It is important to understand the limits of patent protection. For example, an inventor must be in possession of the invention at the time of the patent application. That means that he must appreciate the inventive concept and know how to make and use it. Taking the patent application, one of ordinary skill in the art must be able to use it to make and use the invention and appreciate the invention as it is disclosed in the patent application, without undue experimentation. The 2011 Federal Circuit case Teva Pharmaceuticals v. Astrazeneca Pharmaceuticals adds an interesting twist: conception requires appreciation of what is made, not why it works. Knowing the stable compound and the components of the formulation was sufficient. It was not necessary to understand which component was responsible for the given result.
While it is desirable to protect a technology and all of the progeny that it inspires, patent protection does not extend to that which is yet to be discovered or invented. Reasonable substitutions of components or process steps based on known technology might be deemed obvious or anticipated (therefore not patentable by others), but is not guaranteed to be covered under the breadth of the patent claims (not necessarily infringing). Again, the patent claims are interpreted in light of the accompanying disclosure. Things not known or discovered are generally not within what is considered in the inventor’s possession at the time of filing.

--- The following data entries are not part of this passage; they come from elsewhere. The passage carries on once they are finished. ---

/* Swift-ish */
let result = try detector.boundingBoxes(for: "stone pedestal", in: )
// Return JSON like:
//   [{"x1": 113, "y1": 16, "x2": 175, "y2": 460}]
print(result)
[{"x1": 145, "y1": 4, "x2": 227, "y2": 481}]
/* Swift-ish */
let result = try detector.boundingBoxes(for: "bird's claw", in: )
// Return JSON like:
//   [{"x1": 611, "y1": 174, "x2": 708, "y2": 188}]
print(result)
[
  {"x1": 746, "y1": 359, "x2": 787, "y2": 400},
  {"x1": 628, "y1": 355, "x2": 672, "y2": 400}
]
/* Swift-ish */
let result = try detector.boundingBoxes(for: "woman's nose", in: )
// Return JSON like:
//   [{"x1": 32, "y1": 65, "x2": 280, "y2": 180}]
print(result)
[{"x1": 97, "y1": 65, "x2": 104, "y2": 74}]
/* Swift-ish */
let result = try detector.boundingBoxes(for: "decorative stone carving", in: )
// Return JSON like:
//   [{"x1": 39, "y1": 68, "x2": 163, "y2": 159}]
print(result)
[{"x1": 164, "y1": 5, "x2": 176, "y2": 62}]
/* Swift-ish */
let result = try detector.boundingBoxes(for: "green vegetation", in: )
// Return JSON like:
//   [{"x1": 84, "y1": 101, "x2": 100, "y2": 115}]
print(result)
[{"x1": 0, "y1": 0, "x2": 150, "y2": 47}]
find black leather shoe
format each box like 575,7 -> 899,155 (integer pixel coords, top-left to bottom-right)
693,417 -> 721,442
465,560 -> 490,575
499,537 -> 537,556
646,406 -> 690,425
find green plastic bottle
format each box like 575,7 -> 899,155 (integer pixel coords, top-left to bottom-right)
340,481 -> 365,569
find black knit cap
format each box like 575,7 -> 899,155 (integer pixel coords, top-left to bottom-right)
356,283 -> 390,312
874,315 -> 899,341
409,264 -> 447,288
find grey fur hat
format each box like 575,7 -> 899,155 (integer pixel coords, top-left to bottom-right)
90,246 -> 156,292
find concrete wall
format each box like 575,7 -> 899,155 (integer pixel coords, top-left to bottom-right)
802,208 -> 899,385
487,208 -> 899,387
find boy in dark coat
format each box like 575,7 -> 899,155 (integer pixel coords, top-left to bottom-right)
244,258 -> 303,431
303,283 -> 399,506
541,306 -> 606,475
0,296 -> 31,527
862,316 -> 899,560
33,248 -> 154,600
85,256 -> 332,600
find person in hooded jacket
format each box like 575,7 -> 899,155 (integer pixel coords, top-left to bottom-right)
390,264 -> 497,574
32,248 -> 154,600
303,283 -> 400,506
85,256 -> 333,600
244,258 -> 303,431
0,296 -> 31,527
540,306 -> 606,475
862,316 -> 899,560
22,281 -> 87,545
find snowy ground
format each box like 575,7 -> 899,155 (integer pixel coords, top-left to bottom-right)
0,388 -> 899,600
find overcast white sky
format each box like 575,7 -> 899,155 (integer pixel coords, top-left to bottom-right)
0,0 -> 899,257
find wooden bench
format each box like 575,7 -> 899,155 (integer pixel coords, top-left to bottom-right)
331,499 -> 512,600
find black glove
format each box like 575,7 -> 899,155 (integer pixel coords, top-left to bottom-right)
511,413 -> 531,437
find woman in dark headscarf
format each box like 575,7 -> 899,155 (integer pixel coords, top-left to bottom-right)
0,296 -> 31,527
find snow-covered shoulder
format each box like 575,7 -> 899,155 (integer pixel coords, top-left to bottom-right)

Disclosure of rudimentary technical knowledge in a patent application can have several effects. It may open the door to a continuation application or continuation in part application in the future. This will help prevent your own technology from being cited as prior art against you and potentially qualify you for an earlier priority date. It also potentially prevents others from patenting it as a defensive publication. However, if the technology is not well developed, you may be making it public earlier than you desired and may start the timeline for getting the details finalized because the continuation must be filed before the underlying patent is issued. It is important to consider how these affect your commercialization plans and schedule.
Disclosure and claiming technology that is in a different art area than the base patent disclosure and claims is likely to receive a restriction requirement and increase the costs of prosecution. There are some tactical advantages of restriction requirements in some cases – we like to argue that the Patent Office cannot take the position is it patentably distinct and then claim it is obvious or anticipated. However, if budgets and speed of patent prosecution are concerns, this may be something to consider carefully in the balance.